I stumbled into it because my would-be writing partner was working at a mainstream media company that padded its bottom line with sales of hardcore DVDs. By 2002, even in the midst of a recession, that padding was getting pretty thick. The studios noticed the sales that the Internet generated. They needed someone who could string together a press release, or a script, or a marketing campaign that would work in this new world. It was good money, and plenty of porn. For two gay guys – hell, for two any guys – the next five years were a string of Christmas mornings.

And not just for lucky idiots like us. Everyone was making money. Internet startups had started to figure out streaming video, and you could still sell DVDs all day long. Hundreds of new companies sprouted, like mushrooms after a rainstorm. We were lucky enough to be there for the harvest. We didn’t realize it then, but it was the beginning of porn’s golden age – and it wasn’t going to last.

It was an incredibly creative time for the industry. For all the boondoggles – a gay porn site curated by Jenna Jameson that never quite took off, a porn version of “The Color Purple” that was shelved – it was an exciting place to be. Studios invested in high-quality cameras, shot on location in Greece and Hawaii and Paris. There were massive webmaster parties in Berlin. Chartered yachts off the coast of Mexico. For two weeks one summer, my writing partner, Jack, and I got paid to live at a bathhouse while we worked on a gay porn soap opera. TMZ showed up at awards ceremonies. Even when it wasn’t glamorous, it was exciting.

Somewhere in 2006, we began to run out of licks. Only a year after Digital Playground produced “Pirates,” a porn movie with a $1 million budget, online video began attracting actual pirates, and they didn’t wear custom-made bras or sell for $69.95. Suddenly, those stacks of DVDs consumers had been collecting began to look like the recycling bin after a drinking binge. The party was ending. And then the economy tanked.

In 2008, when Lehman Brothers declared bankruptcy and the Dow plunged like a unbuckled belt, I was in a 14th century château outside of Bordeaux, the guest of a studio head with a fondness for firm tannins. The château had been built in a construction boom during the Hundred Years’ War. The family that owned it had long since lost their empire. We were about to lose ours.



Compared to 2004, today’s porn “lifestyle” is more like a basket of yellow lollipops, an industry dominated by low-cost sites like MILFs Like It Big, parody titles like “Beverly Hillbillies XXX” and debates over regulation that threaten to move the industry into empty strip malls in dry gulch towns outside the Los Angeles County limits.

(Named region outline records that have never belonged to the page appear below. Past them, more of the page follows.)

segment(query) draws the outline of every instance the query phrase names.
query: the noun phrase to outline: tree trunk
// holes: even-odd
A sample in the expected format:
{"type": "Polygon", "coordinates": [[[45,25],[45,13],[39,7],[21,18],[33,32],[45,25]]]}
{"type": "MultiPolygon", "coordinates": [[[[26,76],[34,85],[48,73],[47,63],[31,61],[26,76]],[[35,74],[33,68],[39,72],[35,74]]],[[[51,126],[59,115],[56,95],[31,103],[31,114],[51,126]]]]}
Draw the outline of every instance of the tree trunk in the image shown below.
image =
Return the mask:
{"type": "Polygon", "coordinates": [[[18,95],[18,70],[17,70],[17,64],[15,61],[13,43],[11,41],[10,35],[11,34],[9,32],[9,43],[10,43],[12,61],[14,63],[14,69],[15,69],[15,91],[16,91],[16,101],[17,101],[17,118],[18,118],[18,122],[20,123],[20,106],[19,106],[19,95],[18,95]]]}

But when Jenna Jameson turned “How to Make Love Like a Porn Star,” into a bestseller, the dream was still incredibly sweet.

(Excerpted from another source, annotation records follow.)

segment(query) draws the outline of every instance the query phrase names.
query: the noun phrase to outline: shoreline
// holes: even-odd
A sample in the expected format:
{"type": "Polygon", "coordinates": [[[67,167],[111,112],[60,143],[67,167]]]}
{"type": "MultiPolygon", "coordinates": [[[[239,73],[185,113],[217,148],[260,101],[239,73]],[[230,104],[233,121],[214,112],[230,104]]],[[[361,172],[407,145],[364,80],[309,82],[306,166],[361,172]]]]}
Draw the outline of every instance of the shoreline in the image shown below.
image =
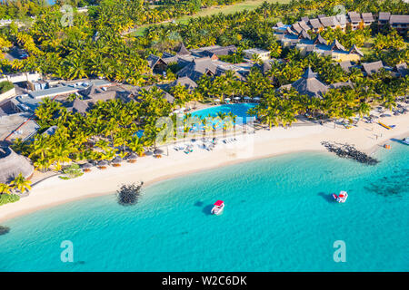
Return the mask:
{"type": "Polygon", "coordinates": [[[393,122],[396,127],[388,130],[376,123],[360,122],[352,129],[334,129],[332,123],[273,128],[254,134],[237,134],[236,142],[219,144],[212,151],[195,147],[194,152],[185,154],[176,152],[169,146],[169,156],[164,155],[162,159],[146,156],[139,158],[136,163],[123,163],[119,168],[108,167],[105,170],[95,168],[91,172],[69,180],[51,177],[33,188],[28,197],[1,206],[0,222],[64,203],[114,194],[126,182],[144,181],[145,186],[151,186],[184,175],[278,155],[327,152],[321,145],[323,140],[346,142],[371,155],[382,148],[381,144],[394,138],[402,139],[409,133],[409,114],[383,118],[382,121],[393,122]],[[376,140],[374,135],[380,133],[382,137],[376,140]]]}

There’s a false truism that porn is recession-proof. It’s one you used to hear a lot in the industry, mostly from people who hadn’t been in the business long enough to see an actual recession. But for the industry to survive in a down market, it has had to reinvent itself – even if it means surrendering some of its legendary flair.  Porn’s new power players are less likely the charismatic studio heads, but the heads of large corporate conglomerates.

“In many ways it had to happen,” a former magazine publisher told me at the recent Xbiz Awards in LA. “Between you and me, there were a lot of idiots in this business. It had to shake out. The cream rises.”

While individual studios still remain, many have partnered with much larger, sometimes dubious partners to help weather the storm. In 2007, Penthouse acquired Adult Friend Finder, a massive dating site, for $500 million. Last October, Playboy ceded its online operations to Manwin, a massive conglomerate that runs free tube sites many blame for hobbling the industry.

“Companies who have consolidated have a definite advantage,” says Raging Stallion founder Chris Ward, the studio head who, a year after our trip to the French countryside, merged his company with Charlotte-based VOD giant AEBN. Now president of both Raging Stallion and the venerable Falcon Studios, he heads the largest production company in the gay porn industry. AEBN in turn owns NakedSword, which distributes movies from Raging Stallion and Falcon online.  “There are efficiencies in scale that smaller companies can’t match.”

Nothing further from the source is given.